The dilemma I mention in my Facebook post is not so black and white as it seems.  It is not between being a hermit in the mountains and praying for a better world or living in the city and working in an office for 9 hours.

And, while I do believe energy, prayer, and intention does have an impact on the world, I am not so ethereal to believe that is all that is needed…that I could just live in a cabin and meditate and play outside all day.  I am a big believer in action too.

My work as a (wilderness) therapist will involve both, the energetic and the physical manifesting.

So if I choose to live in the mountains, can I be a giver of both as strongly as if I lived in the city (or in a small city like Boulder)?  Really, that is the heart of my question.

While I believe that the answer is very individual to anyone who asks the question, I’m starting to figure out my own truth.  Admittedly, part of my answer might go against the simplicity I crave (I’m reminded of a particularly sarcastic blog by Dakota Jones on car camping), but modern technology and transportation might help solve some of my conflict, or help me find harmony in the dichotomy.

Then there’s the bigger question.  Despite the fact that humans are living closer than ever before, that wifi and cell phones let us connect to hundreds of people, even across the world, are we becoming more lost, more disconnected? (For more on the topic, read Johann Hari’s book Lost Connections) And not just from other humans, but from the land that bore us too, to our Mother Earth?  Are we supposed to live in apartments, or with the land?  I could go on and on…and on with questions like this.  But I’ll save you my words and ask that you have this conversation with yourself.  And if you don’t find an answer, that is okay.  Just keep questioning, stay curious.  Because while it is the mountains that make my soul sing, and often the cities that make me cringe, I’ve also found profound beauty in the mass humanity of the city street as well.

 

[The Boy just got done finishing the Kodiak 100, a 100 miles race in the San Bernardino mountains, and we were reflecting on his journey on the drive back to the airport.  He said is favorite part was nearly 80 miles in, when he was running down Sugarloaf Mountain and the 50k runners, who had just started, were coming up.  People were smiling, hi-fiving, and struggling, all together.  That, I thought, might be the best of both worlds, the crowds and mountains.  People connecting and encouraging each other while journeying through the wilderness.]

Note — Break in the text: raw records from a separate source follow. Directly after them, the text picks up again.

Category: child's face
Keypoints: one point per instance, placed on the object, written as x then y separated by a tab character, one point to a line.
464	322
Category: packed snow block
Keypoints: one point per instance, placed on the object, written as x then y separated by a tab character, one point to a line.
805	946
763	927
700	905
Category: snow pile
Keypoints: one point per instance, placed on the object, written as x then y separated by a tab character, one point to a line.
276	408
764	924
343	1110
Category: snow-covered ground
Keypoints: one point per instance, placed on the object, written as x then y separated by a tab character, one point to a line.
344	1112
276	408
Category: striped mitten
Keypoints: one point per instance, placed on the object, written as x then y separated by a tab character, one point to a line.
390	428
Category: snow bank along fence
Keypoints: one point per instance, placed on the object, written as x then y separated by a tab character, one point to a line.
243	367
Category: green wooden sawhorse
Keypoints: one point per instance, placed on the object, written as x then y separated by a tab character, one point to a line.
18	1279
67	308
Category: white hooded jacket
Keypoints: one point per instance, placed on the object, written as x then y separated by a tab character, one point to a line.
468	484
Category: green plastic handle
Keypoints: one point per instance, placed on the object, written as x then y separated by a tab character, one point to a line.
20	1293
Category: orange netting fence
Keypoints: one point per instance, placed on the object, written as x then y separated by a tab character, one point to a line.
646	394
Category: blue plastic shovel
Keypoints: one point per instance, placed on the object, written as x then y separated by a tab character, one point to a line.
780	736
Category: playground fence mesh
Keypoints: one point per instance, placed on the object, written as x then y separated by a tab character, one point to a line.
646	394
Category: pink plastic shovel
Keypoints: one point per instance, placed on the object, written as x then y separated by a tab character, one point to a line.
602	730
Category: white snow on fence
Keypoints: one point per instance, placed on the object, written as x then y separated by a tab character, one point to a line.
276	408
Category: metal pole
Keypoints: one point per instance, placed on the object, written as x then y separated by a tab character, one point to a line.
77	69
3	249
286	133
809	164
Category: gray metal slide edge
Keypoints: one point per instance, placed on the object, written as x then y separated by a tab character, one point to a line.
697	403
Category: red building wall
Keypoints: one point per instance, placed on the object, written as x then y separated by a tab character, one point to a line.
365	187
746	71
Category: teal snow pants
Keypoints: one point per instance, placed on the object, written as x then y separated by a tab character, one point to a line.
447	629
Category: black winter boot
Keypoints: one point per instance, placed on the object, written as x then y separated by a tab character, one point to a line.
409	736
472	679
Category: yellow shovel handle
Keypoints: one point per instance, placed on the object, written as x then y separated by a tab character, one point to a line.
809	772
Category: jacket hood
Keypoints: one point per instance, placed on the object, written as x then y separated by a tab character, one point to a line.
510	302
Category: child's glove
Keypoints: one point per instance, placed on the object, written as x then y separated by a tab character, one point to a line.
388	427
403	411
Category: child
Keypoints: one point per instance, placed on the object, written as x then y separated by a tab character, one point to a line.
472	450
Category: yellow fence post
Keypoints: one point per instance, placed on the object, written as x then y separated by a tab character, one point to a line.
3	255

And maybe all this girl really needs is her dog.

 

Tips for returning from the mountains/wilderness:

  • Before you depart from your adventure, ask yourself “What am I bringing back with me?”  Are there any reminders from being in the wilderness that you can bring back with you into everyday life?
  • Create extra awareness on the drive back.  Don’t speed out as fast as you can.  Choose your pace/speed wisely.
  • Use your phone with awareness.  If possible, give yourself sometime before checking your inbox and text messages.
  • Practice self-care.  Take extra time (space) to do things.  Get enough sleep.  In other words, don’t just jump back into the hustle and bustle of life.
  • For long trips, and trying to communicate your experience with family and friends, consciously choose what you share and who you share with.   It is often difficult to communicate the sacred.  (It also often helps to ask what others have been up to first, before diving into your experience.)
  • Remember, continuing change takes time and practice.  If there is something you want to bring back with you, like journaling or slowing down before dinner, create action steps to make them a habit.
  • Be kind to yourself.  Your going to forget.  It will seem like the mountains have left you.  But they never leave you.  They are in you.

One Reply to “Finding My Way: My Trail through Society”

  1. I love your tips at the end! This is always something I struggle with when I come back from a backpacking trip. It’s a big reason why I moved to Anchorage, AK – I feel like I can still do the things society needs me to do (a job, a house, grocery shopping) while also being super close to the mountains.